Henry's Law Gas Solubility Calculator
Calculate gas solubility in liquid using Henry's Law C = KH × P.
Find dissolved gas concentration for O2, CO2, N2, and more at different pressures.
Henry’s Law states that the amount of gas dissolved in a liquid is proportional to the partial pressure of that gas above the liquid.
Formula:
C = KH × P
Where:
- C = concentration of dissolved gas (mol/L)
- KH = Henry’s law constant (mol/L/atm)
- P = partial pressure of gas (atm)
Henry’s Law constants at 25°C in water:
| Gas | KH (mol/L/atm) | Application |
|---|---|---|
| O₂ | 1.3 × 10⁻³ | Aquatic life, blood oxygen |
| CO₂ | 3.4 × 10⁻² | Carbonated beverages, blood pH |
| N₂ | 6.1 × 10⁻⁴ | Decompression sickness |
| H₂ | 7.8 × 10⁻⁴ | Fuel cells |
| CO | 9.5 × 10⁻⁴ | Toxic gas inhalation |
| CH₄ | 1.4 × 10⁻³ | Natural gas in water |
Important note: KH decreases as temperature increases — gases become less soluble when heated. This is why opening a warm soda releases more CO₂ than a cold one.

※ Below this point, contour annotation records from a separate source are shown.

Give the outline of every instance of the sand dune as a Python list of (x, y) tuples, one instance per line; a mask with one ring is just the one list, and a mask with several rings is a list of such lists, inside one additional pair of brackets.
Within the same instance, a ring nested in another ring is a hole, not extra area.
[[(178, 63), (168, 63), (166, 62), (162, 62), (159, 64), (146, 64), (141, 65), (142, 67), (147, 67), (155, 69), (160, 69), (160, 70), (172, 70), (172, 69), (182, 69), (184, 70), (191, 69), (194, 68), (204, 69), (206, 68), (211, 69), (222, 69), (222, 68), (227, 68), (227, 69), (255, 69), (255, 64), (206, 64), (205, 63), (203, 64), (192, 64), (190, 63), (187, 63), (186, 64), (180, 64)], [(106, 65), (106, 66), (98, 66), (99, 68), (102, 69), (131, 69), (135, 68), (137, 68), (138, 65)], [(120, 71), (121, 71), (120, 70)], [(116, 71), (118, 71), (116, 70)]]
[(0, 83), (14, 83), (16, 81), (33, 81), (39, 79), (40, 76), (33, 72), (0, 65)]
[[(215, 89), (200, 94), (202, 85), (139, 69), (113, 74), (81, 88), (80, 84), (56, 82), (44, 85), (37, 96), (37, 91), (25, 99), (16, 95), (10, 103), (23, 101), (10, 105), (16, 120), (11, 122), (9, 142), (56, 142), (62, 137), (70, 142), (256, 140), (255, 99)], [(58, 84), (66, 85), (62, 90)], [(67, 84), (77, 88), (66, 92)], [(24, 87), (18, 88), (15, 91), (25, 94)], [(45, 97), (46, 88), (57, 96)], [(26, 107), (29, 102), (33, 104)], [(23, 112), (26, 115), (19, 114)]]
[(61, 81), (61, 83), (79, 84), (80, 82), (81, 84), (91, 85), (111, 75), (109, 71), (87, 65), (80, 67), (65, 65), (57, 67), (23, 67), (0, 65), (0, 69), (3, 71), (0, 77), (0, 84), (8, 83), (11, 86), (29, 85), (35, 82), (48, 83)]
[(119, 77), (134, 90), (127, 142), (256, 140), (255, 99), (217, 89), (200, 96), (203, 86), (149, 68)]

Carbonated beverages: Soda is carbonated at high pressure (≈ 3–4 atm CO₂). At atmospheric pressure (1 atm), CO₂ solubility drops and the gas escapes as bubbles.

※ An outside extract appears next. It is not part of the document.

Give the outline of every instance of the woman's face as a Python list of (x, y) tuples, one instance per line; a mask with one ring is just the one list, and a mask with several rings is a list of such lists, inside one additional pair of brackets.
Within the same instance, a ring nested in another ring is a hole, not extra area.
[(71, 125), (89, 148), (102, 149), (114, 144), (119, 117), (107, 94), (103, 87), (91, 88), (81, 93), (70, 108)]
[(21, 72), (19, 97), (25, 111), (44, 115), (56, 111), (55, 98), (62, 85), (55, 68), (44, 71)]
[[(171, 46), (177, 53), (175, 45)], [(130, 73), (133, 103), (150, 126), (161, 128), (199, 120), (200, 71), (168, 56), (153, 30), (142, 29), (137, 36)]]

C_CO2 at 4 atm = 3.4 × 10⁻² × 4 = 0.136 mol/L
Decompression sickness (the bends): Deep-sea divers breathe compressed air at high pressure, dissolving extra N₂ in blood. If they ascend too quickly, the N₂ comes out of solution as bubbles — like a shaken soda. Slow ascent (decompression stops) allows N₂ to escape safely through the lungs.
Dalton’s Law: In a gas mixture, each gas exerts its own partial pressure independently. P_O₂ in air at 1 atm = 0.209 atm (21% O₂).